No me ha quedado claro, Victor, si eres tu o Malamud el que desearía poder comer solo (alone) platos calentados al microondas (¿quien te los dejaría en la nevera?). Dicen que se desea lo que no se tiene. Yo por ejemplo extraño ahora ese ambiente familiar que no se si tú dices sufrir (ya se que no mucho...). Es bueno disfrutar lo que se tiene, incluso la soledad, pero en caso de duda prefiero la compañía (de tu gente, se supone, la familia recibida o la adquirida). Un amigo me ha recomendado La familia Máshber, de Der Nister (El oculto), pseudónimo de Pinjas Kahanovich (1884-1950). Salió en junio en Libros del Silencio, casi 900 páginas. Lo componen las dos primeras partes, que se publicaron en 1939 y 1948: la tercera parte fue destruida por el KGB... al igual que su autor. Mashber significa "crisis" en yiddish, y el libro trata de la descomposición de un mundo y una familia. El autor fue amigo de Chagall y ubica la novela en Berdichev, la ciudad entonces polaca y luego ucraniana en que nació él, Joseph Conrad y Vasili Grossman. No sólo las familias y el mundo judio de principios del siglo XX se descomponen.
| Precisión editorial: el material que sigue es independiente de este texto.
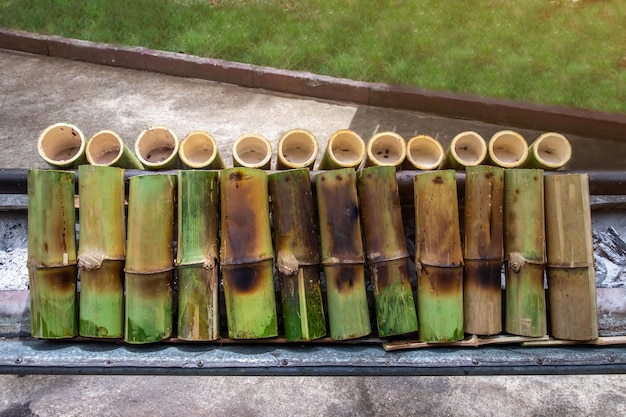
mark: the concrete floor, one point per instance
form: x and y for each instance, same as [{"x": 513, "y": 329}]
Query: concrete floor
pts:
[
  {"x": 36, "y": 91},
  {"x": 305, "y": 396}
]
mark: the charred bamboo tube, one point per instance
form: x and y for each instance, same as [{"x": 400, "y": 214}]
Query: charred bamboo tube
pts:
[
  {"x": 247, "y": 254},
  {"x": 149, "y": 258},
  {"x": 524, "y": 249},
  {"x": 438, "y": 257},
  {"x": 198, "y": 255},
  {"x": 297, "y": 148},
  {"x": 387, "y": 255},
  {"x": 342, "y": 254},
  {"x": 101, "y": 252},
  {"x": 106, "y": 148},
  {"x": 252, "y": 150},
  {"x": 423, "y": 152},
  {"x": 157, "y": 148},
  {"x": 198, "y": 150},
  {"x": 466, "y": 149},
  {"x": 385, "y": 149},
  {"x": 297, "y": 254},
  {"x": 549, "y": 151},
  {"x": 570, "y": 268},
  {"x": 345, "y": 149},
  {"x": 483, "y": 250},
  {"x": 508, "y": 149},
  {"x": 62, "y": 145},
  {"x": 52, "y": 261}
]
Esperemos que por lo menos haya siempre alguien que deje platos preparados para el microondas.

2 zgzna, día

La verdad, Víctor, no sé si esto se debe a que eres muy joven, a que eres hombre o a las dos cosas a la vez pero lo que veo en este artículo es el niño bien que llevan dentro los jóvenes de hoy día. Gracias a que alguien te prepara la comida tú puedes invertir tu precioso tiempo en leer, escribir, meditar, estar fresquito en un bar leyendo... Si no, tendrías que hacerlo tú mismo o pagarlo: pensar lo que vas a comer, comprar, cocinar, fregar... En fin, todas esas tareas pedestres que te evitas por el hecho de tener una familia a la que - parece ser - tienes que soportar con paciencia; pero aun así, vas a comer; claro: más barato y más cómodo. Y, por otra parte, está la inmensa suerte de tener una familia estructurada y bien avenida que se reúne a tomar el aperitivo, comer, charlar... A mí me gustan siempre tus artículos pero, perdona, éste no me gusta nada. Y es que no me gustan las quejas de aquellos que se quejan pero, a la vez, se benefician de ese - parece ser - yugo que otros muchos desearían. Para mí, lo más honesto y lo verdaderamente responsable es lo siguiente: si algo me pesa y me esclaviza, en vez de soportar ese yugo que me beneficia, busco mi libertad y asumo las consecuencias. Pero eso de quedarse, quejarse y beneficiarse, todo a la vez, a mi edad ya no cuela.